14 Nov Just the pHacts: pH and Aquaponics
By: Sophia AbiEzzi (Senior at Eastlake High School)
pH is the unit of measurement of how acidic or basic something is. This means to measure pH levels, one is really measuring the number of hydrogen ions present in a certain substance. The pH scale ranges from 0-14, with measurements of 0-7 being acidic, and measurements of 7-14 being alkaline.
Managing pH levels within an aquaponic system can get a bit tricky because there are three different organisms that must be considered: plants, fish, and bacteria. Each one prefers a slightly different range of pH, so it is vital to keep your system in the ideal range. Fish and bacteria prefer a slightly alkaline environment, while plants prefer it be more acidic. This means the optimal range for most aquaponic systems is a pH of 6.5-7.0.
How to Measure pH in a Tank
There are two different ways pH can be measured. The first, least expensive (yet less-accurate) option is pH test strips.
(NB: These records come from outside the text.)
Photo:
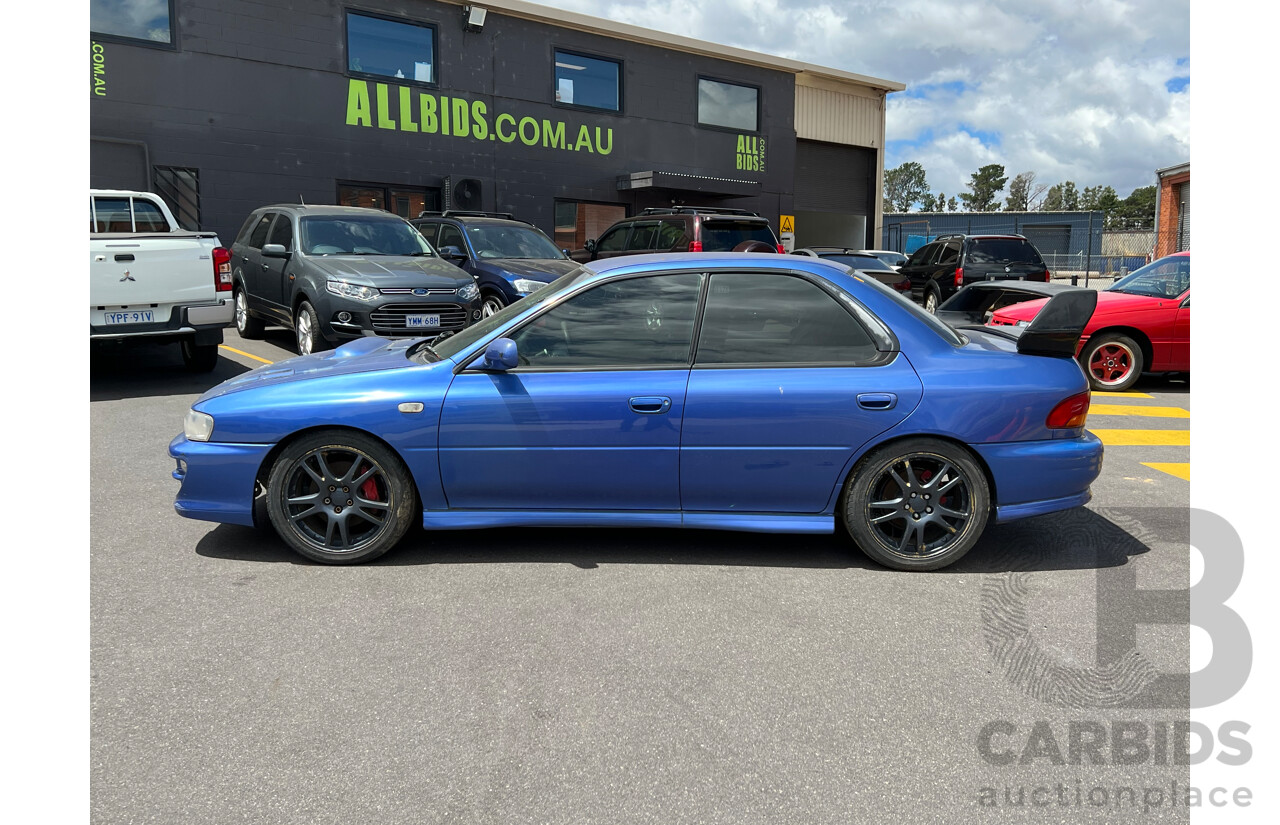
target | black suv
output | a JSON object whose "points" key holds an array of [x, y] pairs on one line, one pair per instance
{"points": [[946, 264], [684, 229], [339, 273], [508, 257]]}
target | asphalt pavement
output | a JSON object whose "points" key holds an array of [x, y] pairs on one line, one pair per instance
{"points": [[606, 675]]}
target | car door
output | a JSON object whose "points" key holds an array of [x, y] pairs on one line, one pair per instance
{"points": [[590, 418], [277, 275], [786, 385]]}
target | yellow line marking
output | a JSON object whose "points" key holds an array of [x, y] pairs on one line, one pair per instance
{"points": [[1174, 468], [1144, 438], [1137, 409], [241, 352]]}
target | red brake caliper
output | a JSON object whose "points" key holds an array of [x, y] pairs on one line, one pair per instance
{"points": [[369, 490]]}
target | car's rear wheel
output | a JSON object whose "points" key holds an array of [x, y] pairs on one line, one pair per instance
{"points": [[246, 325], [492, 303], [1114, 362], [339, 496], [918, 504], [306, 328], [199, 357]]}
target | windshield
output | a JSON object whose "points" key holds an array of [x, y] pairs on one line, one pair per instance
{"points": [[455, 344], [1166, 278], [1002, 251], [506, 241], [859, 261], [342, 234]]}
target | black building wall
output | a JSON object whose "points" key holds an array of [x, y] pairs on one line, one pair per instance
{"points": [[256, 96]]}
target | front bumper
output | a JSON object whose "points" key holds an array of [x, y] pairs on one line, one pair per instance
{"points": [[216, 479], [1037, 477]]}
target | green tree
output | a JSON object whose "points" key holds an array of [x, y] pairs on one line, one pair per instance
{"points": [[1061, 197], [984, 186], [1137, 211], [1023, 192], [904, 187]]}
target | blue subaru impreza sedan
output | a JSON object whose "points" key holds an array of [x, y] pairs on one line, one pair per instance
{"points": [[728, 392]]}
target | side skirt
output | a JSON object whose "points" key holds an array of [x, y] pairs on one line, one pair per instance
{"points": [[746, 522]]}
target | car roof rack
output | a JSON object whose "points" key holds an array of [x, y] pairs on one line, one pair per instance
{"points": [[698, 210], [453, 212]]}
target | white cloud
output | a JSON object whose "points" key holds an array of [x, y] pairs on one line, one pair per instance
{"points": [[1074, 88]]}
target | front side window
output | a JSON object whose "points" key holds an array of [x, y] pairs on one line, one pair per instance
{"points": [[588, 82], [632, 322], [323, 234], [388, 47], [754, 319], [150, 21], [728, 105]]}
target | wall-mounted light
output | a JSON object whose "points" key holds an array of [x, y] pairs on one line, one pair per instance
{"points": [[472, 17]]}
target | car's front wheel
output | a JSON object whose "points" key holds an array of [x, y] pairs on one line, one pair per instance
{"points": [[339, 496], [1112, 362], [246, 325], [918, 504], [306, 328]]}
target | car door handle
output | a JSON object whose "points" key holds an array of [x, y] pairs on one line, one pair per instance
{"points": [[877, 400], [650, 404]]}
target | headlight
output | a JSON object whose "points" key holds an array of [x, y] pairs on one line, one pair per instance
{"points": [[524, 285], [197, 426], [351, 290]]}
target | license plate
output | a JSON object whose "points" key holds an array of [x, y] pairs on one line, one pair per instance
{"points": [[140, 316], [421, 321]]}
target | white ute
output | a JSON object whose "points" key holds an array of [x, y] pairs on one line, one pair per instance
{"points": [[152, 280]]}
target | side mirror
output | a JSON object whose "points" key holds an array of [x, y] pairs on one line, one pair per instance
{"points": [[501, 354]]}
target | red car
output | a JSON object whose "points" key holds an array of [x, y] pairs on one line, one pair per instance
{"points": [[1142, 324]]}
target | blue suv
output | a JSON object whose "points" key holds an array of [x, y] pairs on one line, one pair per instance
{"points": [[510, 259]]}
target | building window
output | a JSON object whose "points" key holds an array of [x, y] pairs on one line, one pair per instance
{"points": [[588, 82], [403, 201], [388, 47], [147, 21], [728, 105], [179, 187], [576, 223]]}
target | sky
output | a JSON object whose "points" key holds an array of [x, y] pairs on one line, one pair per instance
{"points": [[1091, 91]]}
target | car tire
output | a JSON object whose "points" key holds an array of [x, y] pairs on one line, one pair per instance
{"points": [[199, 357], [490, 303], [306, 330], [246, 325], [339, 496], [1114, 362], [927, 491], [931, 299]]}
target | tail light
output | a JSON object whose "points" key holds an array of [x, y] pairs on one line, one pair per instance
{"points": [[1069, 413], [223, 269]]}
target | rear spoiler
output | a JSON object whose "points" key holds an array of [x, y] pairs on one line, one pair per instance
{"points": [[1056, 329]]}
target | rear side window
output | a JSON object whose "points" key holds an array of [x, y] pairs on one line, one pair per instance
{"points": [[722, 235], [259, 235], [1001, 251], [147, 216], [763, 319], [282, 233]]}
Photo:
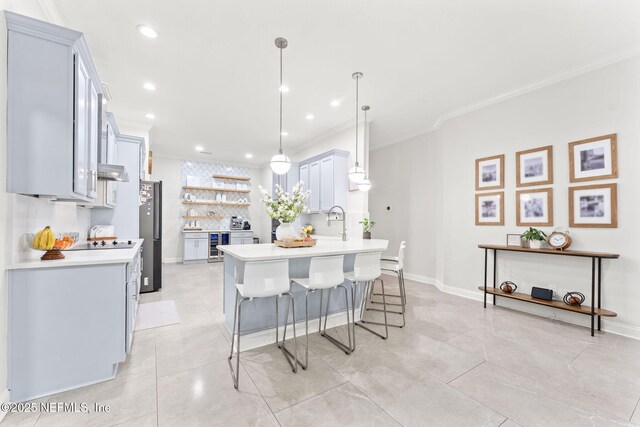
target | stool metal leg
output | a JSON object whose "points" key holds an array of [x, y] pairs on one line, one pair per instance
{"points": [[384, 305], [285, 351], [236, 318], [346, 348]]}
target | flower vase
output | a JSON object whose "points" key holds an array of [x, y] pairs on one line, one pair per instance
{"points": [[285, 229]]}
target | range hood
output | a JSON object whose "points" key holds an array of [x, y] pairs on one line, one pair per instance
{"points": [[112, 173]]}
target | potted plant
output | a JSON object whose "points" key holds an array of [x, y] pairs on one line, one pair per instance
{"points": [[534, 237], [286, 208], [367, 224]]}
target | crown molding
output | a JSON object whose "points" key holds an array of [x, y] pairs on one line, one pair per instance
{"points": [[51, 11], [584, 68]]}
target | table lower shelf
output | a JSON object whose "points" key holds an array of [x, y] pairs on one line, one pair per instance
{"points": [[555, 304]]}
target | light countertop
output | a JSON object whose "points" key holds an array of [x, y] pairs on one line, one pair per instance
{"points": [[76, 258], [324, 247]]}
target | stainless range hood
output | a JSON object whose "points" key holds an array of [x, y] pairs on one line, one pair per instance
{"points": [[112, 173]]}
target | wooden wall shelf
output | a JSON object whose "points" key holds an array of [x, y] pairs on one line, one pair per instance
{"points": [[229, 190], [236, 178], [216, 203], [556, 304], [595, 310]]}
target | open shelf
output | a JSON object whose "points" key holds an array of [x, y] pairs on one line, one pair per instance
{"points": [[216, 203], [555, 304], [236, 178], [229, 190]]}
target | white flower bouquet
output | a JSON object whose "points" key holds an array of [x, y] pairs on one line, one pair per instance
{"points": [[286, 207]]}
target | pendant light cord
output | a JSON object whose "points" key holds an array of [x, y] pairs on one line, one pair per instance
{"points": [[357, 103], [280, 89]]}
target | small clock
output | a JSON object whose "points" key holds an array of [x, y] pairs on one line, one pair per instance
{"points": [[559, 240]]}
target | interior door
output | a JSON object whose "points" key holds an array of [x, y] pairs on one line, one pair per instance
{"points": [[326, 183], [314, 186], [81, 168]]}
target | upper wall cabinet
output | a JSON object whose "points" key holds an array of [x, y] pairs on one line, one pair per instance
{"points": [[326, 176], [54, 111]]}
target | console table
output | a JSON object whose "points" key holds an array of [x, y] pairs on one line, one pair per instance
{"points": [[596, 277]]}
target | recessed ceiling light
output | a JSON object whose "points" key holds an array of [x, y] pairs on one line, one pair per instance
{"points": [[147, 31]]}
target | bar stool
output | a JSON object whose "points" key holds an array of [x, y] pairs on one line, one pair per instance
{"points": [[262, 279], [366, 271], [394, 265], [324, 273]]}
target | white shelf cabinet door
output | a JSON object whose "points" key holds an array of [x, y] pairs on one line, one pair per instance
{"points": [[326, 184], [314, 186]]}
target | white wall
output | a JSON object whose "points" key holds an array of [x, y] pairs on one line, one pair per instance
{"points": [[603, 101]]}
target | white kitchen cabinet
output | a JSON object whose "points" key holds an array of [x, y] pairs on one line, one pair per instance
{"points": [[326, 176], [314, 186], [53, 102], [196, 247]]}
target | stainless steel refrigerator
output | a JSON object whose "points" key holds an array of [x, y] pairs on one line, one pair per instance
{"points": [[151, 232]]}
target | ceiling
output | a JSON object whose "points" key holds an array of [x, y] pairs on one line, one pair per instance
{"points": [[215, 64]]}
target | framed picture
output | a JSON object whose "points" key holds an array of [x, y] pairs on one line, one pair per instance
{"points": [[534, 207], [593, 206], [534, 167], [593, 158], [490, 173], [514, 240], [490, 208]]}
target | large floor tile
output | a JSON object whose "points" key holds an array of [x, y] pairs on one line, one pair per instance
{"points": [[409, 395], [341, 406], [204, 396], [526, 401], [277, 383]]}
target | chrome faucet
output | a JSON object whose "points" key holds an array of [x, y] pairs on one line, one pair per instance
{"points": [[344, 222]]}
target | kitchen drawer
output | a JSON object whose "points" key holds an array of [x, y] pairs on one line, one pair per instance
{"points": [[204, 235]]}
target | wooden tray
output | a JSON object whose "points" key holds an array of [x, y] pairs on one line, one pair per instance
{"points": [[295, 244]]}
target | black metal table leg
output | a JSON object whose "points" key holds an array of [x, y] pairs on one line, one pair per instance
{"points": [[593, 293], [485, 277], [495, 257], [599, 291]]}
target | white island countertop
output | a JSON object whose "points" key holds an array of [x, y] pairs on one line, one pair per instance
{"points": [[76, 258], [324, 247]]}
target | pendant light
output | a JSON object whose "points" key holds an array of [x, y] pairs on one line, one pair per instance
{"points": [[365, 184], [280, 163], [356, 173]]}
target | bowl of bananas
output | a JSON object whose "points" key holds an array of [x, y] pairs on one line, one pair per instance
{"points": [[52, 243]]}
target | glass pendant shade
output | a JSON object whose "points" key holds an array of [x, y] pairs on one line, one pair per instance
{"points": [[357, 174], [280, 164], [364, 185]]}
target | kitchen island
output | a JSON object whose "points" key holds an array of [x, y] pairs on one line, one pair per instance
{"points": [[259, 315]]}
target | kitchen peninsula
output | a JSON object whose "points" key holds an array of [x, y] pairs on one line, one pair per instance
{"points": [[259, 315]]}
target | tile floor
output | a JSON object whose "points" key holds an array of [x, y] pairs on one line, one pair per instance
{"points": [[454, 364]]}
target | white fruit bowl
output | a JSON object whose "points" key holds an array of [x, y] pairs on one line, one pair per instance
{"points": [[55, 252]]}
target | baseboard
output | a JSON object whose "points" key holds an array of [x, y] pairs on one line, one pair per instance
{"points": [[267, 336], [4, 398], [613, 327]]}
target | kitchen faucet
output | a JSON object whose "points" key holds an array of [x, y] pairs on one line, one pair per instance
{"points": [[344, 222]]}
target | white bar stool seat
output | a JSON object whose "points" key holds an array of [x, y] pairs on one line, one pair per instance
{"points": [[262, 279], [366, 271], [324, 273]]}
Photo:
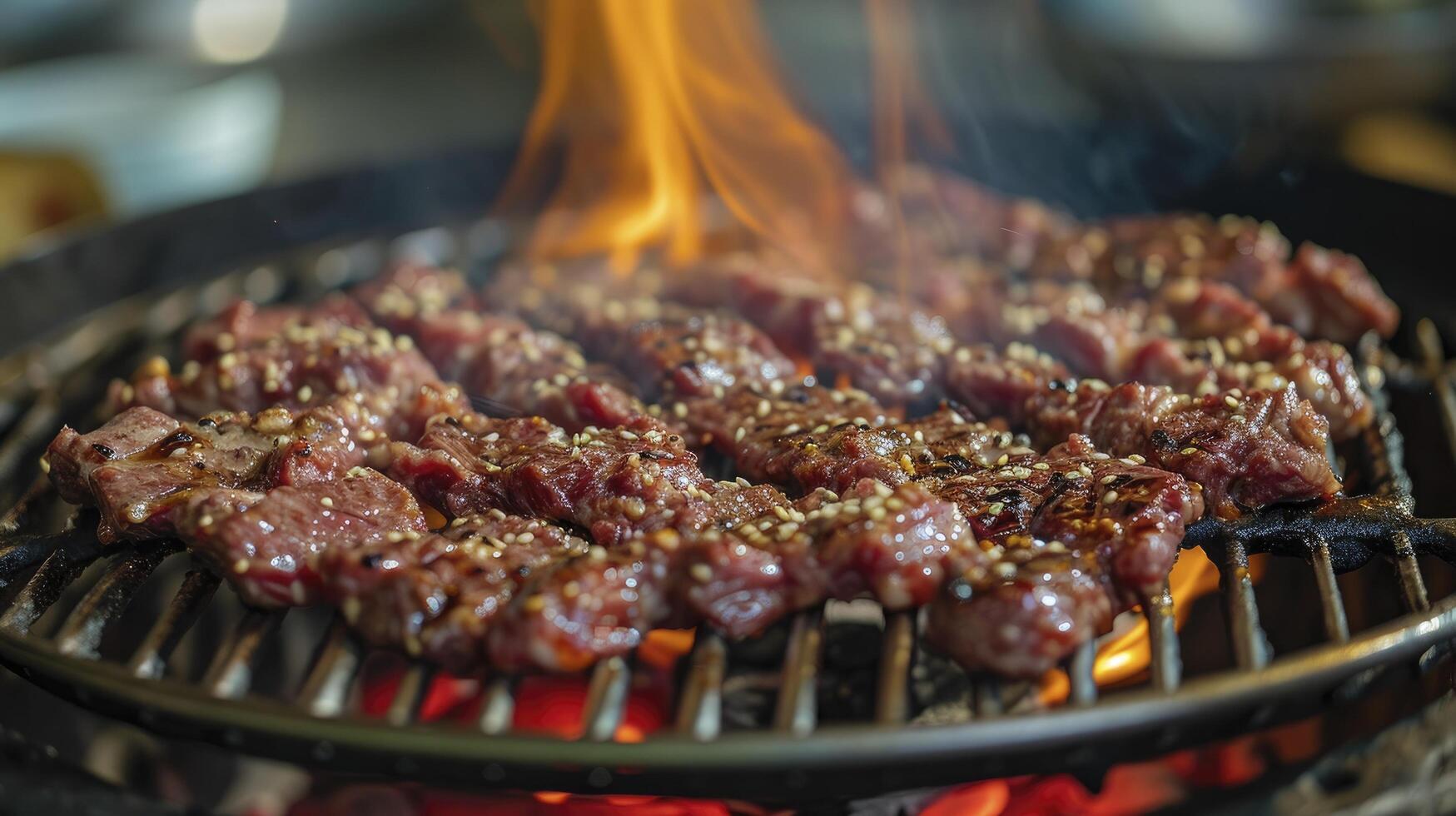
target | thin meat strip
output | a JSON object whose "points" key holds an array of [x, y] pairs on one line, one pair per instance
{"points": [[299, 357], [494, 356], [668, 541], [258, 497]]}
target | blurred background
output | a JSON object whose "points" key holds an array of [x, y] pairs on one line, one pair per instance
{"points": [[111, 110]]}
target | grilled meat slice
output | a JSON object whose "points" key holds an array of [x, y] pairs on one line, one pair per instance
{"points": [[410, 296], [1079, 536], [1248, 449], [847, 331], [1245, 450], [668, 350], [255, 495], [616, 484], [698, 355], [376, 381], [142, 465], [1318, 291], [750, 423], [266, 542], [499, 357], [246, 326], [584, 610], [737, 557], [439, 595]]}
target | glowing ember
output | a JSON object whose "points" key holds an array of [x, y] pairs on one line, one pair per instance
{"points": [[1129, 654], [654, 104]]}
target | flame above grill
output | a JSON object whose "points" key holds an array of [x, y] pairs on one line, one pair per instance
{"points": [[651, 111], [653, 105]]}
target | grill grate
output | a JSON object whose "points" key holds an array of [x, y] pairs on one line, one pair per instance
{"points": [[996, 730]]}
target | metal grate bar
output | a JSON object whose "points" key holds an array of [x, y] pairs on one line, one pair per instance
{"points": [[986, 697], [896, 658], [1081, 674], [1337, 629], [186, 606], [325, 693], [231, 670], [606, 699], [1407, 567], [27, 550], [1429, 340], [699, 714], [17, 516], [81, 634], [411, 694], [499, 710], [1162, 633], [797, 709], [31, 430], [1250, 644], [50, 580]]}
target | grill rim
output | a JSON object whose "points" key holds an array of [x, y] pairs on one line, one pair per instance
{"points": [[678, 764], [175, 709]]}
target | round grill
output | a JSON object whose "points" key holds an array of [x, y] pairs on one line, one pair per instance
{"points": [[136, 633]]}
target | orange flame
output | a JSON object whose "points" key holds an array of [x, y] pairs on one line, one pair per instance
{"points": [[654, 104], [1129, 654]]}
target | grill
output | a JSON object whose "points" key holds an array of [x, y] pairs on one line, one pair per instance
{"points": [[281, 684]]}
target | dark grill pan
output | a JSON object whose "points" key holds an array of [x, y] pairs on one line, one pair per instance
{"points": [[137, 634]]}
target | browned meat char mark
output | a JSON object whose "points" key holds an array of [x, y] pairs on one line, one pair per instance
{"points": [[616, 484], [737, 557], [1270, 446], [266, 544], [410, 296], [245, 326], [140, 465], [1079, 536], [1245, 450], [1318, 291], [845, 330], [668, 350], [439, 595], [1108, 528], [255, 495]]}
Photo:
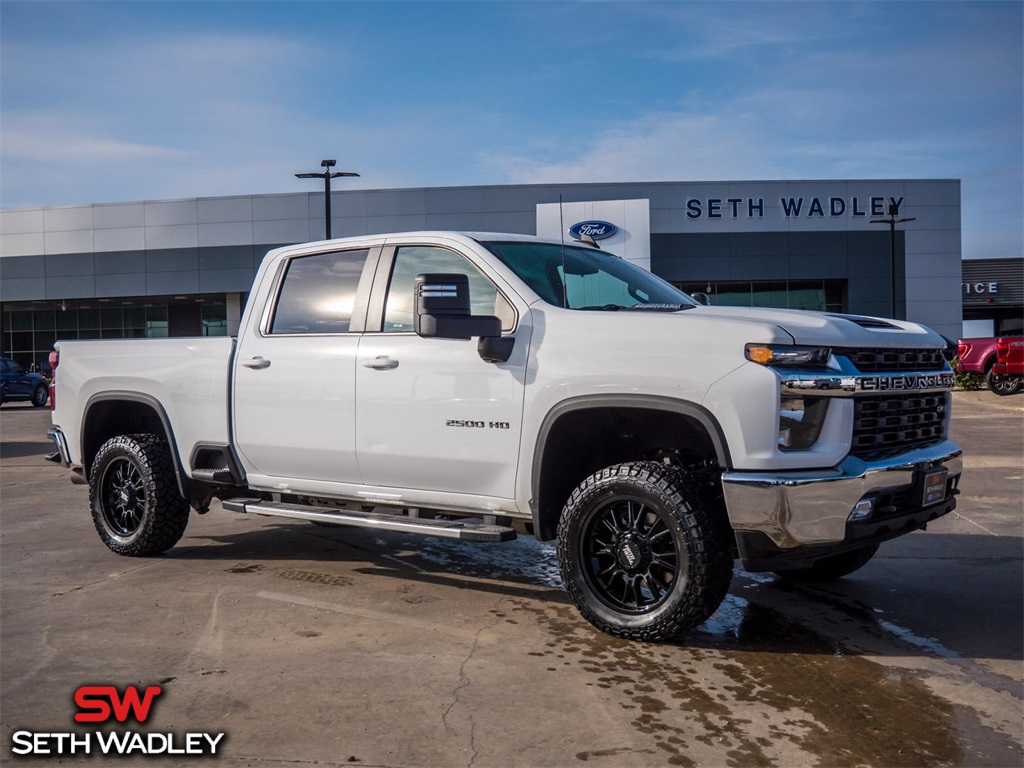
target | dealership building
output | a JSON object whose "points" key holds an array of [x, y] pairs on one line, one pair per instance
{"points": [[183, 267]]}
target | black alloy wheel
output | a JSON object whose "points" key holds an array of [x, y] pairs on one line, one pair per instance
{"points": [[137, 507], [630, 556], [643, 551], [123, 497]]}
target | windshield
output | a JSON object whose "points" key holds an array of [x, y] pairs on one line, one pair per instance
{"points": [[587, 279]]}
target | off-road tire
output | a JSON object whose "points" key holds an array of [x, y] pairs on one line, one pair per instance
{"points": [[133, 493], [620, 531], [834, 567], [40, 395], [1005, 385]]}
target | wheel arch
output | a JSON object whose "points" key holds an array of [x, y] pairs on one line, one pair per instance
{"points": [[111, 414], [615, 429]]}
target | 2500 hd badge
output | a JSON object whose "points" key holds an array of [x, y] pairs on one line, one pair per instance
{"points": [[477, 424]]}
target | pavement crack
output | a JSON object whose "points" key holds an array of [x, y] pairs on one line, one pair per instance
{"points": [[464, 682]]}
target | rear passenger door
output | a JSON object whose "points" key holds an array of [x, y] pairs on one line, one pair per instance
{"points": [[294, 388]]}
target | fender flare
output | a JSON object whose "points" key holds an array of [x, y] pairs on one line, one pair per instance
{"points": [[653, 402]]}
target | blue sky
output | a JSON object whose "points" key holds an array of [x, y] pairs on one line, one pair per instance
{"points": [[141, 100]]}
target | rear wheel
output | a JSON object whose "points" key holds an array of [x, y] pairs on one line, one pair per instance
{"points": [[640, 554], [136, 507], [830, 568]]}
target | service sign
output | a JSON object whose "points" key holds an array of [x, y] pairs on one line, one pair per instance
{"points": [[595, 229]]}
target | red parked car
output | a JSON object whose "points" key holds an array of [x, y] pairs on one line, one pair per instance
{"points": [[1007, 376], [975, 355]]}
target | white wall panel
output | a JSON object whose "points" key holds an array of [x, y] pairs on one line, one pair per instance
{"points": [[22, 245], [120, 240], [22, 222], [119, 215], [181, 236], [79, 241], [171, 212]]}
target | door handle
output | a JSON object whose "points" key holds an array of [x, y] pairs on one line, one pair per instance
{"points": [[381, 363]]}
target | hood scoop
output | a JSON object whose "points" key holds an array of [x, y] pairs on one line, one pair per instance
{"points": [[863, 322]]}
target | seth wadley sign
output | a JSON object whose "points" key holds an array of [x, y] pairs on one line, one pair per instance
{"points": [[792, 207]]}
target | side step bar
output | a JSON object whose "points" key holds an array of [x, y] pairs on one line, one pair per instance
{"points": [[469, 529]]}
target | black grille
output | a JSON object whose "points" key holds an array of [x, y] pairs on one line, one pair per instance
{"points": [[892, 424], [872, 360]]}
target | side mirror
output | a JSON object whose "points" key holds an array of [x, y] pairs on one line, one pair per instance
{"points": [[442, 311], [701, 298]]}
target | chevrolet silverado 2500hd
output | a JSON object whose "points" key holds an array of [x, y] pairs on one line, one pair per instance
{"points": [[473, 385]]}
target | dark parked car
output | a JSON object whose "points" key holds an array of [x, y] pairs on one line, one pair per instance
{"points": [[18, 384]]}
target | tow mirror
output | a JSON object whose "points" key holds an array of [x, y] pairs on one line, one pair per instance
{"points": [[442, 311], [701, 298]]}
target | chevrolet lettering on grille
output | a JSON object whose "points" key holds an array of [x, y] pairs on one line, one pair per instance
{"points": [[904, 383]]}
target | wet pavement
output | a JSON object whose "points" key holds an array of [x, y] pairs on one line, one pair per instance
{"points": [[322, 646]]}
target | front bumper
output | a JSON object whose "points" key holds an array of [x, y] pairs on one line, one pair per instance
{"points": [[776, 512]]}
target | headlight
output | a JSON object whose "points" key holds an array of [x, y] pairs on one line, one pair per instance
{"points": [[788, 356], [800, 421]]}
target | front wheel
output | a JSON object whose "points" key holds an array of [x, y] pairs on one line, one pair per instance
{"points": [[1004, 385], [640, 555], [136, 507]]}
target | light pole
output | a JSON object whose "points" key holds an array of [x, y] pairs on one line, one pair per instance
{"points": [[892, 221], [327, 175]]}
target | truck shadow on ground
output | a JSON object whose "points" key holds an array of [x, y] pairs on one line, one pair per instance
{"points": [[939, 577]]}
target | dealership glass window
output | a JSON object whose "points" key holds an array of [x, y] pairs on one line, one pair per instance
{"points": [[317, 293], [819, 295], [214, 320], [413, 260]]}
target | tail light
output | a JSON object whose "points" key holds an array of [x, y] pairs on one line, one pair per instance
{"points": [[54, 359]]}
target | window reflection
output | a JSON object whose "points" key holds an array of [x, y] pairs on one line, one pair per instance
{"points": [[318, 293]]}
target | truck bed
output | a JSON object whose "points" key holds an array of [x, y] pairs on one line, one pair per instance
{"points": [[189, 379]]}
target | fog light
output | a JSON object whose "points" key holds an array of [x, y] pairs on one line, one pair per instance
{"points": [[861, 510], [800, 421]]}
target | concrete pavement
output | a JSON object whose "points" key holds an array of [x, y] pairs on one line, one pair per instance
{"points": [[337, 646]]}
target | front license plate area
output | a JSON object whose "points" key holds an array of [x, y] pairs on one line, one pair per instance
{"points": [[934, 485]]}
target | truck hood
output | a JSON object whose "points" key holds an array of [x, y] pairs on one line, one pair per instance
{"points": [[826, 329]]}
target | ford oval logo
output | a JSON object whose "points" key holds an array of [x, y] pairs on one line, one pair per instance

They are easy to use in a classroom environment, but because the reading is based on a subjective color scale, readings can mislead one to think the pH is too high or too low. This becomes a problem because it can lead to unnecessary actions taken in order to lower or raise the pH when none are needed. Test strips can be found at nearly any pet store or online.
The next option is to use a pH meter, which is much more expensive yet very accurate. If you have a large-scale system, this may be a better option for you. pH meters contain probes that must be kept wet at all times or else they will be damaged. If you are using a meter in a classroom environment, make sure to educate students on the proper care/use of the probe. You can purchase a pH meter here.
How “Cycling” a System Affects pH
Whether you use tap or well water to start your aquaponic system, there is a very high chance that the pH of the water will be slightly above 7.0. This is higher than the optimal level, but do not worry! Remember, fish and bacteria enjoy slightly more alkaline pH levels, and they are the most important organisms to consider at the beginning of your system’s life.
As the system starts to run, a nitrogen cycling (or “cycling”) ensues. Your primary goal during this time is to make sure your nitrifying bacteria are thriving and your ammonia and nitrite levels don’t become toxic to your fish! This process relies solely on the relationship between the fish ammonia (poop) and the bacteria, so this is a time where it is okay to have a slightly higher pH (between 7-8). Once the nitrifying bacteria is prominent and the nitrogen cycle becomes fully established, the nitric acid produced from this process will naturally lower the pH of your system over time, creating a healthy environment for your plants, bacteria, and fish! Most plants prefer pH to be around 6.5 in order to increase uptake of nutrients in the water.
Carbonate Buffers and Water Hardness
If you are not using distilled water to set up your aquaponic system, there are bound to be some salts and minerals dissolved into it. The amount of solids dissolved into the water you use dictates the level of water hardness. The higher the concentration of these salts and minerals in the water, the “harder” it is. There are 2 different types of water hardness that can be measured: carbonate hardness (KH) which is essentially the amount of buffering capacity the water has, and general hardness (GH) which stands for the amount of magnesium and calcium ions present in the water.
Why is water hardness relevant to a system’s pH levels? Carbonate hardness can dictate the buffer potential for a system. A buffer solution is one that keeps the pH at a level value, even if small changes are made to the system. Buffers are beneficial to an aquaponic system because although fish can handle pH levels that are a bit off, they will die if the change is abrupt and too dramatic. Buffers also play a large role in maintaining the health of the bacteria in the system. If the carbonate hardness is too low, this can result in an extreme lowering of the pH, which will in turn kill off the bacteria and stop all biological filtration. The last reason it is important to maintain a buffer in the system is that you will not have to monitor the pH as much since there will not be major swings throughout the day. Keeping your carbonate levels up will not only benefit the fish and bacteria in your system, but will also keep pH maintenance less of a hassle for you!
The optimal KH level for an aquaponic system is anything above 4.0 to ensure a high buffer potential. You can measure the KH value of your system by using a designated test kit that can be purchased here.
If the system falls below 4.0 dKH, you can raise it by adding 2 ½ teaspoons of sodium bicarbonate (baking soda) per 100 gallons of water.
How to Adjust pH
Although using a buffer is a good way to regulate pH, there will likely be times where the pH is too low or too high. These problems can be fixed very easily.
pH is too low: In order to raise the pH, add “pH up“. A combination of calcium carbonate and potassium carbonate in equal amounts is another option. Carbonates are a good way to raise pH because they are not caustic and they will add to the strength of your buffer. These substances can be purchased here and here.
pH is too high: To lower pH, add “pH down“. Phosphoric acid is also an option because it is safe, effective in lowering pH, and it adds phosphate into the system, which in turn will benefit your plants. This acid can be purchased here.
Note: Never add vinegar (too weak) or citric acid (anti-bacterial/herbicide) to lower pH.